The amino acid pairing preferences exhibited by the PIZSA scoring matrices are qualitatively similar across the three distance thresholds and suggest that: (i) oppositely charged residues have a strong tendency to pair across the interface with a large overlap of atomic contacts, (ii) residues with aromatic rings (HIS, TRP, TYR and PHE) have favorable interactions with most amino acids indicating they play a crucial role on interfaces, (iii) interactions among hydrophobic residues were less favorable at 4Å but more favorable at 6 and 8Å, especially for the side chain–side chain potentials. The side chain–side chain propensity matrices show the highest degree of specificity, followed by the main chain–side chain matrices and then the main chain–main chain matrices across the three distance thresholds. Top three highest scoring residue pairs in the main chain–main chain and main chain–side chain matrices were HIS–HIS, TRP–TRP and CYS–CYS in no particular order. In the side chain–side chain matrices, the top three scoring amino acid pairs included CYS–CYS, ASN–ASN and HIS–TYR at 4Å, GLN–GLN, HIS–TYR and HIS–HIS at 6Å and HIS–TYR, HIS–HIS and MET–MET at 8Å. Side chain matrices accounted for many high scoring residue pairs with diverse interaction types. For example, electrostatically interacting residue pairs such as ARG–GLU, hydrogen bonding interactions such as ASN–ASN, π–π stacking, such as TRP–TYR, cation–π interactions, such as HIS–ARG and hydrophobic interactions, such as ILE–PHE. ALA and VAL, had the least number of favorable interactions in all cases. Smaller amino acids, such as SER, THR, PRO, had less favorable interactions except in case of their main chain–main chain interactions at 8Å whereas larger amino acids, such as GLU, ILE, LEU and LYS, had less favorable main chain–main chain interactions. Interestingly, THR favorably interacts with ARG, ASN, ASP, GLN and HIS at 4Å, whereas the closely related SER favorably interacts only with ASN, ASP and HIS. CYS–CYS interactions were less favorable in side chain–side chain matrices at 6 and 8Å, whereas they were amongst the highest scoring interactions in all other matrices. Side chain–side chain interactions of large aliphatic amino acids LEU and ILE were favorable at 6 and 8Å. Interestingly, ARG–ARG interactions were favorable in side chain–side chain matrices at all distance thresholds.

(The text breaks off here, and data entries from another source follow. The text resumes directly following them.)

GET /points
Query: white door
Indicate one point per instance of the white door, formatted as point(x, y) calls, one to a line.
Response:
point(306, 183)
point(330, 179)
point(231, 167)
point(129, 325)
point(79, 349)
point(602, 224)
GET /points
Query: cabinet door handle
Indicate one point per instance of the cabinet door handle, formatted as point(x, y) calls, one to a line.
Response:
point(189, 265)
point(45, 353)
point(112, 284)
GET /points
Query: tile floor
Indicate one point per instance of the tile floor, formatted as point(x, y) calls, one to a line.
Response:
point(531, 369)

3.2 Binary classification of protein complexes
Our scoring matrices describe individual residue pairing preferences on the interface. On an interface containing several interacting residue pairs, we use pair preference values from our scoring matrices in the form of a Z-score to identify native protein–protein associations and discriminate them from interactions arising from random docking poses. Optimum Z-score thresholds for classification of protein complexes as native crystallographic interfaces or docking decoys were obtained by analyzing ROC curves (Supplementary S8). The area under the ROC curves was 0.98, 0.92 and 0.87 for distance thresholds of 4, 6 and 8Å, respectively. Optimal Z-score thresholds for distance cutoffs of 4, 6 and 8Å are 1.72, 0.92 and 0.76, respectively. The TPR and FPR at optimal Z-score thresholds are 94.6% and 4.7% for 4Å, 88.6% and 18.1% for 6Å, 83.1% and 23.4% for 8Å, respectively. For all further analyses we used 4Å as the distance cutoff as it had the highest TPR and lowest FPRs of classification.

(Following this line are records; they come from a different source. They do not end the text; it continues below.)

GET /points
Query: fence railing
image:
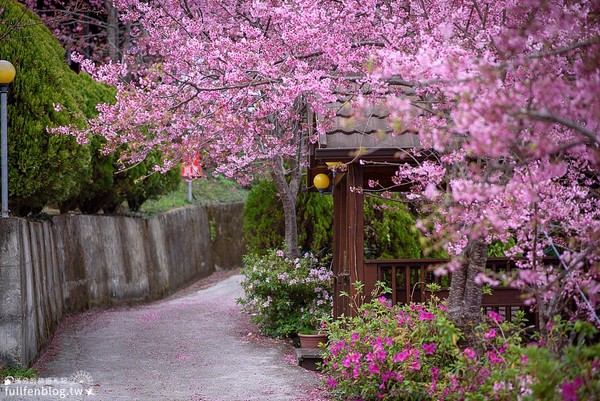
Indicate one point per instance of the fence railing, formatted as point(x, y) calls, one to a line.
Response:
point(408, 279)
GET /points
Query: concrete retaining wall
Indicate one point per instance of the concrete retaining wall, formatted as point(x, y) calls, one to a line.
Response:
point(74, 263)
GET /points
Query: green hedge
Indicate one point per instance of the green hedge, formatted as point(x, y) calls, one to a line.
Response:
point(389, 225)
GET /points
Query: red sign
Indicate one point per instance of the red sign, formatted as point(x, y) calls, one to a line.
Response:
point(192, 170)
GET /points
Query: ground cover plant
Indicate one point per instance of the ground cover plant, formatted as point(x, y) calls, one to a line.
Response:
point(415, 352)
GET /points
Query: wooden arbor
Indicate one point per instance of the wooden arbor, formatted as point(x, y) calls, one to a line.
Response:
point(354, 151)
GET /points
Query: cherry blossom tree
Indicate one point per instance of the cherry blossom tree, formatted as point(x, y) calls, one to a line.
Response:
point(506, 93)
point(88, 27)
point(509, 98)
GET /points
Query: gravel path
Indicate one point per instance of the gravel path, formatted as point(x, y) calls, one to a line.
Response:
point(193, 346)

We tested the classification accuracy of PIZSA on the Dockground Docking Decoy Set 1, which comprises of 61 protein complexes with 100 decoy conformation for every native conformation. As this testing set is skewed with respect to the ratio of positives to negatives (1:100), we evaluated the performance by estimating the accuracy, balanced accuracy and a modified MCC as described in Section 2. PIZSA was able to correctly predict 58 out of 61 natives as native crystallographic interfaces with an accuracy of 0.80, a balanced accuracy of 0.87 and an MCC of 0.75 (Supplementary S9).

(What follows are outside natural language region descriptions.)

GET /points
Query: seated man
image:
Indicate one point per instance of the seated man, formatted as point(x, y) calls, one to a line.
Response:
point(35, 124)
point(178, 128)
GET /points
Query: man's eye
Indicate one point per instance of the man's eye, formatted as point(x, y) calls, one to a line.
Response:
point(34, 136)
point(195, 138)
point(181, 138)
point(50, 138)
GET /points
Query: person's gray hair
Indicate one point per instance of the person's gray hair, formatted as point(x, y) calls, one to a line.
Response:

3.3 Identification of native/near-native protein complexes and comparison with CIPS potentials
Recently, a new amino acid pairwise interaction potential, CIPS (Nadalin and Carbone, 2018), was proposed to rank-order different docking configurations. It takes into account a contact-based measure that weighs residue pairing frequencies by the number of atomic contacts shared between the residue pair. When compared to three previously published residue preference matrices (Glaser et al., 2001; Mezei, 2015; Pons et al., 2011), CIPS was found to be better at discriminating high-quality structural models from decoys than others.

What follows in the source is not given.